Mountain Top Experiences

There is nothing like a mountain top experience. Whether it be the views from Whistler Mountain in the Canadian Rockies, Montserrat in the Spanish Alps, or even the Mount Lofty Summit viewing platform (after a hike up from Waterfall Gully or a drive up the leafy summit road), the views are always amazing. One can’t help but admire God’s glorious creation.

Being Transfiguration Sunday this coming Sunday, most Christian communities will be hearing stories about a couple significant mountain top experiences. One will be about Moses on top of Mount Sinai where he encountered ‘the glory of the Lord’ and received the ten commandments.  The second will be that of Jesus on top of a high mountain where his appearance was transfigured and ‘shone like the sun’, and then Moses and Elijah also appeared with him.

The thing about mountain top experiences is that they don’t last for very long. We enjoy them for a while and then it’s back down into the valley or trenches with the complexities and problems of everyday life. Moses came down the mountain to find that the people had built a golden calf and were worshiping it. Jesus came down the mountain to be approached by people complaining that the disciples couldn’t heal them.  

It is the mountain top experiences which we can look back at though, that often help us to get through the trenches of everyday life. When the apostle Peter wrote to encourage churches, he pointed to the transfiguration and the resurrection as proof that Jesus is king. It is because of these historical truths that people can trust God and continue to follow him, despite the grind of everyday life.

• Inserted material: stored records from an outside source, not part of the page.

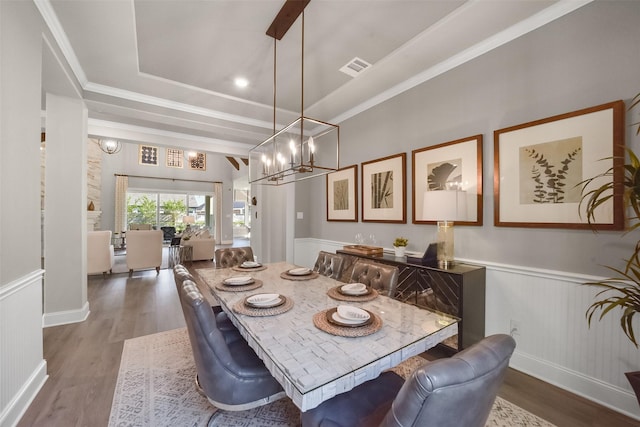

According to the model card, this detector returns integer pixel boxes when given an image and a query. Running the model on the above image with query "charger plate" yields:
[216,279,262,292]
[280,271,320,280]
[231,265,267,273]
[313,307,382,337]
[231,295,293,317]
[327,285,379,302]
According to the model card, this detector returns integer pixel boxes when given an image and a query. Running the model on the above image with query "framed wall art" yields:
[326,165,358,222]
[138,145,158,166]
[411,135,483,225]
[493,101,625,230]
[189,152,207,171]
[167,148,184,168]
[362,153,407,224]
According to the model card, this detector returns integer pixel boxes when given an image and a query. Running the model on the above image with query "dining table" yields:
[196,262,459,411]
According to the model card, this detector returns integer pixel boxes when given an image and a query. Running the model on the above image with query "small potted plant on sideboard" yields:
[393,237,409,258]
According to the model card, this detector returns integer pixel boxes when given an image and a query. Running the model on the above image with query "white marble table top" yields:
[196,262,458,411]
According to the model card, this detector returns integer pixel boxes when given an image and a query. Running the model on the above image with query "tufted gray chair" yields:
[313,251,344,280]
[173,264,242,342]
[181,280,285,411]
[302,334,516,427]
[350,260,400,298]
[215,246,253,268]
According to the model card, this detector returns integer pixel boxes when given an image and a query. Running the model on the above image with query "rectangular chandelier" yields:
[249,116,340,185]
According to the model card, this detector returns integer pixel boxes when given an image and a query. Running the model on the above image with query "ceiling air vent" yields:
[340,57,371,77]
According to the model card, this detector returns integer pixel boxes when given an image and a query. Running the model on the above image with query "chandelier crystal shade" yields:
[249,0,340,185]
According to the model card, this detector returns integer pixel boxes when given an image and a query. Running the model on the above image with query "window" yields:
[127,189,215,236]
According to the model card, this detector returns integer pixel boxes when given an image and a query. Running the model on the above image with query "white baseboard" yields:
[295,238,640,420]
[42,301,90,328]
[509,350,640,421]
[0,360,49,427]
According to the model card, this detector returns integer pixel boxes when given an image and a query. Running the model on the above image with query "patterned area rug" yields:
[109,328,554,427]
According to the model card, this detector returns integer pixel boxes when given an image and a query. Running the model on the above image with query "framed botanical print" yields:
[138,145,158,166]
[189,152,207,171]
[411,135,483,225]
[493,101,625,230]
[362,153,407,224]
[167,148,184,168]
[326,165,358,222]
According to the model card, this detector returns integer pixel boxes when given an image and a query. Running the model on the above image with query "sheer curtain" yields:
[113,175,129,233]
[213,182,222,244]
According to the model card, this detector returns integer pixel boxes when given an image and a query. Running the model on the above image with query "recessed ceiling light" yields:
[234,77,249,87]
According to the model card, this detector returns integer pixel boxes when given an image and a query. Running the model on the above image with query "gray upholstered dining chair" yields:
[313,251,344,280]
[350,260,400,297]
[173,264,242,342]
[181,280,285,411]
[301,334,516,427]
[215,246,253,268]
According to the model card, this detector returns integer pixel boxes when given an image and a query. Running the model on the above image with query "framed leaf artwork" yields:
[362,153,407,224]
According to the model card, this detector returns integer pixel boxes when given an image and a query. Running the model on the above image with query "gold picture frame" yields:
[493,101,625,230]
[361,153,407,224]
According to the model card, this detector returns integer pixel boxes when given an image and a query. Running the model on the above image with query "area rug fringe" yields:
[109,328,554,427]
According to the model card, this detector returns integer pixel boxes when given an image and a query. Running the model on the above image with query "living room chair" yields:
[215,246,253,268]
[129,223,151,231]
[87,230,115,278]
[127,230,162,277]
[350,260,400,298]
[313,251,344,280]
[181,280,285,411]
[301,334,516,427]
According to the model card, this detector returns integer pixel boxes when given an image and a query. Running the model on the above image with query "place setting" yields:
[232,294,293,316]
[327,283,379,302]
[313,305,382,337]
[231,261,267,272]
[216,276,262,292]
[280,267,320,280]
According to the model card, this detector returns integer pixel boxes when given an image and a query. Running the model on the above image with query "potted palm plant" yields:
[580,94,640,404]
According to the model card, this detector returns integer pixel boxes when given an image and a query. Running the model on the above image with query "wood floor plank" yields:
[18,261,640,427]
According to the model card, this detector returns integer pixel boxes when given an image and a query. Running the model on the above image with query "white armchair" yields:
[127,230,163,277]
[87,230,115,277]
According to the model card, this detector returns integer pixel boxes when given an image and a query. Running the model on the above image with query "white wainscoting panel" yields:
[0,270,47,426]
[295,238,640,420]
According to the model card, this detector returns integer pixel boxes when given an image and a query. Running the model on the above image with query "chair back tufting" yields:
[313,251,344,280]
[215,246,253,268]
[350,260,400,297]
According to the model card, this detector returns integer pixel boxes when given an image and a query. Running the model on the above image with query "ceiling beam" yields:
[227,156,240,171]
[267,0,311,40]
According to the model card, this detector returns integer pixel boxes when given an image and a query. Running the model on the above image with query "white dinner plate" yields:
[247,294,280,305]
[241,261,262,268]
[340,283,369,295]
[224,276,253,286]
[331,311,369,325]
[287,267,311,276]
[336,305,370,323]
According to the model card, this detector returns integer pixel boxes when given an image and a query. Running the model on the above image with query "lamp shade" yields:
[422,190,467,221]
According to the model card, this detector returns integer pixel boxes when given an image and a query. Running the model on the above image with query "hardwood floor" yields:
[18,261,640,427]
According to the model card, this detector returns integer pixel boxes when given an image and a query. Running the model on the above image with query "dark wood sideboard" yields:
[336,250,486,351]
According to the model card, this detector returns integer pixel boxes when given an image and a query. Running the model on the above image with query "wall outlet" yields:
[509,319,522,337]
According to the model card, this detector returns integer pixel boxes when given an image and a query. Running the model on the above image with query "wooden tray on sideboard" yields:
[342,245,382,256]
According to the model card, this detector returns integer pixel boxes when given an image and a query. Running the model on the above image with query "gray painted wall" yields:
[296,1,640,276]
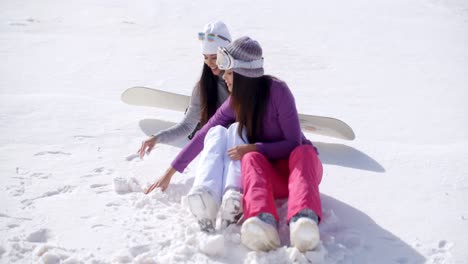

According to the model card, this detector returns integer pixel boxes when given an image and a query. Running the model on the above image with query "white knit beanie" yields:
[202,21,231,54]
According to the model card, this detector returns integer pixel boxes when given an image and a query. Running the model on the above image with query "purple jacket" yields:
[172,79,312,172]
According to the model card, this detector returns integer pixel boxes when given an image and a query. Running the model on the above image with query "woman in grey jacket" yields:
[138,21,231,158]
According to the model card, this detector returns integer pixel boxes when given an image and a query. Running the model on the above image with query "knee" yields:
[242,151,266,166]
[291,145,317,156]
[228,122,239,132]
[206,126,227,138]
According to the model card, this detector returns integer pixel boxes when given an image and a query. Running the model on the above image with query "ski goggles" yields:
[198,32,231,42]
[216,47,263,70]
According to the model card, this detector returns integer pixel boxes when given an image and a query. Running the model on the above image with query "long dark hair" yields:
[198,63,218,126]
[231,72,273,143]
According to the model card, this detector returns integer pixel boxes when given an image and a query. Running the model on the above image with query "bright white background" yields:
[0,0,468,264]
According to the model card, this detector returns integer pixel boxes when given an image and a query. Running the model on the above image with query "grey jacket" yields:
[153,78,229,143]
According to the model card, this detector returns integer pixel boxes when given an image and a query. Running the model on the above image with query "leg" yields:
[242,152,280,221]
[192,126,227,203]
[241,152,280,251]
[223,123,248,191]
[288,145,322,251]
[187,126,226,232]
[221,123,246,229]
[287,145,323,221]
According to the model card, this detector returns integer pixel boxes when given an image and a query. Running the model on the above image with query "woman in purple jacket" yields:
[146,37,322,251]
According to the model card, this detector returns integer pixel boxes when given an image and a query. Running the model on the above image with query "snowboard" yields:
[121,87,355,140]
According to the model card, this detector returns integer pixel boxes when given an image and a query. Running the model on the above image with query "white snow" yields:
[0,0,468,264]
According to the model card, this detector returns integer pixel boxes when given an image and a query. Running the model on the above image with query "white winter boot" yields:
[289,217,320,252]
[187,189,218,232]
[241,213,281,251]
[221,189,242,229]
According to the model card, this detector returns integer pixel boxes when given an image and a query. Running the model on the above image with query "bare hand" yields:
[145,167,176,194]
[137,136,156,159]
[227,144,257,160]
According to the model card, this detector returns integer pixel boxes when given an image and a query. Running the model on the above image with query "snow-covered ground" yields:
[0,0,468,264]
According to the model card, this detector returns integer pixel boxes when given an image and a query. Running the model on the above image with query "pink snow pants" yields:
[242,145,323,223]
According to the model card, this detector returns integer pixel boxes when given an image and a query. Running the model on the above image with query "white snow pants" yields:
[190,123,247,205]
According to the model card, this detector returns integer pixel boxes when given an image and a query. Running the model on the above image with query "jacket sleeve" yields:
[171,97,235,172]
[255,83,302,159]
[154,85,201,143]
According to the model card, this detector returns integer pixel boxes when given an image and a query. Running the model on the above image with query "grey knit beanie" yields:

What spiritual mountain top experiences have you had? An unexpected healing? A restored relationship? Coming safely through what you thought would be an impossible situation? Or was it simply standing on top of a mountain and admiring God’s glorious creation? Its these moments of when we clearly saw God’s glory shone into our lives (and the lives of others) that we can cling to as we deal with the muck and mire of everyday life. Those moments remind us that God has never left us, and that when we are at our weakest that he can become strong in us. God always WAS. God always WILL BE. And God always IS walking alongside us. May your spiritual mountain top experiences remind you of that. But if that is a struggle for you, cling to the words of Jesus himself, ‘surely I am with you always, to the very end of the age’.

May you enjoy all the blessings of working and serving in Lutheran education. But when you have to deal with the muck and mire of your role, may you remember that Jesus walks with you to equip and encourage you, and to provide you with a sense of hope.